We were invited to speak on a panel at the Publishers’ Association/London Book Fair Inclusivity Conference earlier in the week. Our panel was on ‘Welcoming More Readers’ and we spoke about text accessibility and the pitfalls of categorising reluctant readers or other non-book fans as in any way a homogenous group in terms of tastes and interests. We believe that effectively this is to ‘other’ them by implying that they are less discerning, less varied, less human than ‘us’, the community of readers, writers, publishers, booksellers and so on.
This idea of the ‘mainstream’ versus the ‘other’ came up again and again at the conference. Due to skin colour, writers of commercial fiction are categorised not alongside other writers of commercial fiction but rather alongside other writers of colour. Diverse representation is seen as a tick-box; ‘we’ve got a diverse author already.’ And there’s still a perception that the work of any so-called ‘minority’ individual is of minority interest only.
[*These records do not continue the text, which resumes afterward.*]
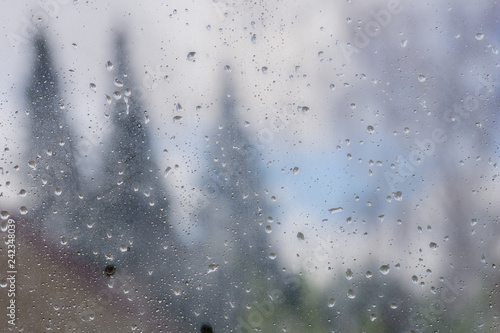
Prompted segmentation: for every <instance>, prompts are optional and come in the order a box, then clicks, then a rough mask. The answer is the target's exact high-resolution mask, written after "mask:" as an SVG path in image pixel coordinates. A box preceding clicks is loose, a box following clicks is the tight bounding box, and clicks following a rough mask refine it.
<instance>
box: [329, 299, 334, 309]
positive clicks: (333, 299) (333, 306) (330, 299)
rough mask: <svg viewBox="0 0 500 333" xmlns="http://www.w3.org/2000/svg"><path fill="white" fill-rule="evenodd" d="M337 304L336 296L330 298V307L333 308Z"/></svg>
mask: <svg viewBox="0 0 500 333" xmlns="http://www.w3.org/2000/svg"><path fill="white" fill-rule="evenodd" d="M334 306H335V298H330V299H329V300H328V307H329V308H333V307H334Z"/></svg>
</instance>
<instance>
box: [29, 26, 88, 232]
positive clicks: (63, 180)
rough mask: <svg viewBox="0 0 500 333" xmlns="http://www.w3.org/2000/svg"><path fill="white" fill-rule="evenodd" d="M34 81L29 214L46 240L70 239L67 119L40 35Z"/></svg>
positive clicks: (70, 177)
mask: <svg viewBox="0 0 500 333" xmlns="http://www.w3.org/2000/svg"><path fill="white" fill-rule="evenodd" d="M34 55H35V58H34V63H33V77H32V79H31V83H30V85H29V86H28V89H27V100H28V103H29V106H28V111H29V119H30V124H31V126H30V127H31V133H30V134H31V137H30V144H29V147H30V151H29V153H28V164H29V166H30V167H31V169H32V170H31V175H32V178H33V182H32V188H31V190H30V192H32V194H33V197H36V199H34V200H33V203H32V205H33V207H32V208H33V211H34V212H36V218H39V219H40V224H39V226H40V227H41V228H42V231H41V232H42V236H43V237H44V238H45V240H46V241H52V242H53V241H60V239H61V238H62V237H67V238H69V237H70V234H71V231H72V227H71V223H72V221H74V220H75V218H76V216H77V214H76V211H77V209H78V207H77V201H78V194H79V193H78V191H79V185H78V182H79V179H78V170H77V168H76V164H75V159H74V155H73V153H74V147H73V141H72V139H71V136H70V129H69V127H68V124H67V121H66V110H65V109H64V103H63V102H62V96H61V91H60V87H59V77H58V73H57V71H56V69H55V67H54V64H53V61H52V57H51V54H50V51H49V47H48V45H47V41H46V39H45V37H44V36H43V35H38V36H36V37H35V38H34Z"/></svg>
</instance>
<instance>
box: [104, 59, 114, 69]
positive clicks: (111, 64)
mask: <svg viewBox="0 0 500 333" xmlns="http://www.w3.org/2000/svg"><path fill="white" fill-rule="evenodd" d="M105 67H106V69H107V70H108V71H112V70H113V63H112V62H111V61H108V62H107V63H106V66H105Z"/></svg>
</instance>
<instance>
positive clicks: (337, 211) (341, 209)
mask: <svg viewBox="0 0 500 333" xmlns="http://www.w3.org/2000/svg"><path fill="white" fill-rule="evenodd" d="M343 210H344V208H342V207H337V208H330V209H329V210H328V211H329V212H330V214H335V213H340V212H342V211H343Z"/></svg>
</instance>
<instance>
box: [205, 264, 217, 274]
mask: <svg viewBox="0 0 500 333" xmlns="http://www.w3.org/2000/svg"><path fill="white" fill-rule="evenodd" d="M218 269H219V265H217V264H210V265H208V273H213V272H215V271H217V270H218Z"/></svg>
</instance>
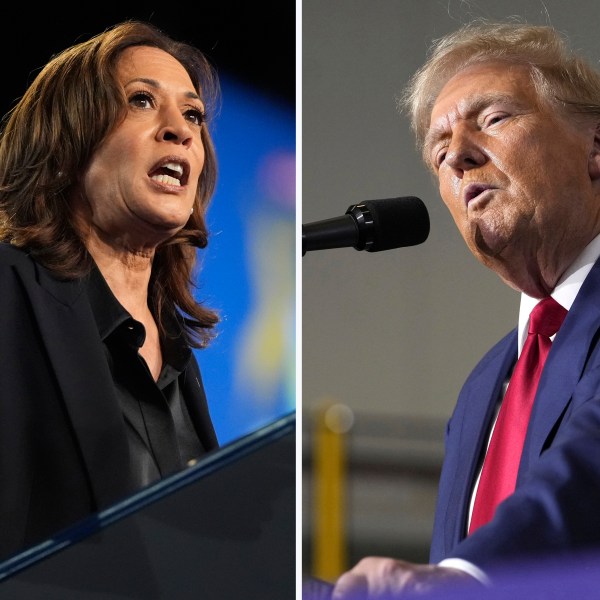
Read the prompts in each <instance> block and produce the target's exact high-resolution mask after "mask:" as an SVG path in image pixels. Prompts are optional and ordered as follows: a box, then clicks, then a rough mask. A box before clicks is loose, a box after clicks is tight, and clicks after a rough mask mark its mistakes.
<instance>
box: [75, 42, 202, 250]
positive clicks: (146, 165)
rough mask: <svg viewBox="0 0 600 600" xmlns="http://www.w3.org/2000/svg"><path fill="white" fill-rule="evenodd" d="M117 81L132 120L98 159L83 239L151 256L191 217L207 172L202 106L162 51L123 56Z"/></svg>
mask: <svg viewBox="0 0 600 600" xmlns="http://www.w3.org/2000/svg"><path fill="white" fill-rule="evenodd" d="M118 80H119V82H120V84H121V86H122V87H123V90H124V92H125V95H126V98H127V102H128V109H127V115H126V117H125V120H124V121H123V122H122V123H120V124H119V125H118V126H117V127H116V128H115V129H114V130H113V131H112V132H111V133H110V134H109V135H108V137H107V138H106V140H105V141H104V142H103V143H102V145H101V146H100V147H99V148H98V150H97V151H96V152H95V153H94V155H93V157H92V160H91V161H90V163H89V166H88V168H87V170H86V172H85V173H84V176H83V180H82V186H83V194H82V195H81V197H82V200H83V203H81V202H80V203H79V204H78V205H76V212H77V214H78V216H79V220H80V221H81V220H83V223H80V225H81V228H82V230H83V235H84V238H85V237H87V236H90V235H91V236H97V237H99V238H100V239H102V240H103V241H104V242H105V243H108V244H109V245H116V246H118V247H119V248H123V249H127V250H133V251H139V250H144V249H153V248H154V247H156V245H157V244H159V243H160V242H162V241H164V240H166V239H168V238H169V237H171V236H172V235H174V234H175V233H176V232H177V231H179V230H180V229H181V228H182V227H183V226H184V225H185V224H186V222H187V221H188V219H189V217H190V214H191V211H192V207H193V205H194V200H195V197H196V191H197V187H198V182H199V178H200V173H201V171H202V167H203V165H204V147H203V144H202V140H201V137H200V133H201V129H202V127H203V120H204V105H203V103H202V101H201V100H200V98H199V97H198V94H197V93H196V91H195V89H194V86H193V84H192V81H191V79H190V77H189V75H188V74H187V72H186V70H185V69H184V68H183V66H182V65H181V63H179V62H178V61H177V60H176V59H175V58H173V57H172V56H171V55H170V54H167V53H166V52H164V51H163V50H159V49H158V48H152V47H148V46H135V47H132V48H128V49H126V50H125V51H124V52H123V54H122V55H121V57H120V59H119V62H118Z"/></svg>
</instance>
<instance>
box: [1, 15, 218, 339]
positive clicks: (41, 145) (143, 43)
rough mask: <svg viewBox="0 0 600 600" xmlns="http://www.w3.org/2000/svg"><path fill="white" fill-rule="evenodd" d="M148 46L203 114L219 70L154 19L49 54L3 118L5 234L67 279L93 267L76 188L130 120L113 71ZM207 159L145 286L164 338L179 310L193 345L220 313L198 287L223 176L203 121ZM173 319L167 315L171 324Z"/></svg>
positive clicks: (212, 326)
mask: <svg viewBox="0 0 600 600" xmlns="http://www.w3.org/2000/svg"><path fill="white" fill-rule="evenodd" d="M131 46H151V47H155V48H159V49H161V50H164V51H165V52H167V53H168V54H170V55H171V56H173V57H174V58H175V59H177V60H178V61H179V62H180V63H181V64H182V65H183V67H184V68H185V70H186V71H187V73H188V74H189V76H190V78H191V80H192V83H193V85H194V88H195V90H196V92H197V93H198V95H199V96H200V97H201V98H202V100H203V103H204V105H205V108H206V112H207V115H208V116H210V114H211V113H213V112H214V111H215V109H216V108H217V102H218V100H219V93H220V92H219V82H218V78H217V74H216V72H215V70H214V68H213V67H212V65H211V64H210V62H209V61H208V59H207V58H206V57H205V55H204V54H203V53H202V52H201V51H200V50H199V49H197V48H195V47H193V46H192V45H190V44H187V43H184V42H180V41H176V40H174V39H172V38H171V37H169V36H168V35H166V34H165V33H164V32H162V31H161V30H160V29H158V28H157V27H156V26H154V25H151V24H149V23H144V22H140V21H133V20H131V21H125V22H123V23H119V24H117V25H115V26H113V27H111V28H109V29H107V30H105V31H104V32H102V33H100V34H98V35H96V36H94V37H92V38H90V39H89V40H87V41H84V42H81V43H77V44H75V45H73V46H71V47H70V48H67V49H66V50H64V51H62V52H60V53H59V54H57V55H55V56H53V57H52V58H51V60H50V61H49V62H48V63H47V64H46V65H45V66H44V68H43V69H42V70H41V71H40V72H39V74H38V75H37V76H36V78H35V79H34V81H33V82H32V84H31V85H30V86H29V88H28V89H27V90H26V92H25V94H24V95H23V96H22V97H21V98H20V100H19V101H18V102H17V103H16V104H15V106H14V107H13V108H12V109H11V110H10V111H9V112H8V113H7V114H6V115H5V116H4V118H3V120H2V126H1V130H0V240H2V241H4V242H10V243H11V244H14V245H15V246H18V247H21V248H24V249H26V250H27V252H28V253H29V254H30V255H31V256H32V257H33V258H34V259H35V260H36V261H37V262H38V263H40V264H41V265H43V266H44V267H46V268H47V269H50V270H51V271H52V272H53V273H54V274H55V275H56V276H57V277H59V278H61V279H74V278H78V277H82V276H84V275H85V274H86V273H88V272H89V270H90V269H91V267H92V265H93V260H92V258H91V256H90V255H89V253H88V251H87V249H86V247H85V245H84V243H83V241H82V240H81V238H80V237H79V235H78V233H77V231H76V228H75V226H74V223H73V218H72V208H71V206H70V203H69V200H68V199H69V197H70V192H71V190H72V189H73V186H75V185H76V184H77V180H78V177H79V175H80V174H81V173H82V172H83V171H84V170H85V169H86V167H87V165H88V163H89V161H90V160H91V158H92V156H93V155H94V153H95V151H96V150H97V149H98V147H99V146H100V145H101V144H102V142H103V141H104V139H105V138H106V136H107V135H108V134H109V133H110V132H111V131H112V130H113V129H114V128H115V127H117V126H118V125H119V124H120V123H121V122H122V120H123V119H124V118H125V114H126V110H127V105H126V99H125V95H124V92H123V90H122V88H121V86H120V85H119V83H118V79H117V76H116V69H117V62H118V59H119V57H120V55H121V54H122V52H123V51H124V50H125V49H126V48H129V47H131ZM201 136H202V142H203V145H204V150H205V162H204V167H203V170H202V173H201V175H200V180H199V185H198V192H197V196H196V200H195V202H194V211H193V214H192V215H191V216H190V219H189V221H188V222H187V224H186V225H185V226H184V227H183V229H181V231H179V232H178V233H177V234H176V235H175V236H173V237H172V238H171V239H169V240H168V241H167V242H165V243H163V244H162V245H160V246H159V247H158V248H157V249H156V253H155V257H154V260H153V264H152V274H151V278H150V286H149V298H150V300H149V301H150V306H151V310H152V312H153V314H154V316H155V318H156V320H157V322H158V327H159V331H160V333H161V337H162V338H164V336H165V335H167V328H166V326H165V323H166V322H167V321H168V320H170V318H171V317H173V316H176V317H178V318H179V320H182V321H183V324H184V333H185V335H186V338H187V341H188V343H190V345H192V346H193V347H197V348H199V347H203V346H205V345H206V344H207V343H208V341H209V340H210V339H211V338H212V337H213V336H214V326H215V325H216V324H217V322H218V316H217V314H216V313H215V312H214V311H212V310H210V309H208V308H206V307H205V306H203V305H202V304H201V303H199V302H198V301H197V300H196V299H195V298H194V294H193V290H194V287H195V283H194V278H195V276H196V273H195V270H196V268H197V249H198V248H204V247H206V245H207V243H208V231H207V227H206V221H205V215H206V209H207V207H208V204H209V201H210V199H211V197H212V195H213V192H214V189H215V184H216V179H217V160H216V155H215V150H214V146H213V142H212V139H211V136H210V133H209V130H208V127H207V126H206V124H205V125H203V127H202V132H201ZM165 319H167V321H165Z"/></svg>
It was inspiring to see examples of a brilliant ad campaign and a fantastic training film for libraries on being autism-friendly that boils down to suggesting we all have a go at being kinder. And Bookbrunch summed up the action required rather brilliantly:
Booksellers need to buy and recommend books to children and readers in which they can see themselves. Publishers need to hire staff who are diverse and can reflect the diversity of the UK in their commissioning decisions, by paying interns and fair wages, instigating diverse interview panels and making sure they interview diverse candidates. It should also become standard for certain accessibility levels to be met on any published book. Libraries need to make room for those with disabilities. Festivals need to put on diverse events, curated by a diverse team. No sector of the industry can afford to pass the buck any longer.
– Bookbrunch on diversity and inclusivity in publishing
We’re doing our level best and will continue to do so. We are shameless in our promotion of our mission of reaching more readers and so grateful for the army of parents, teachers and librarians who help us spread the word.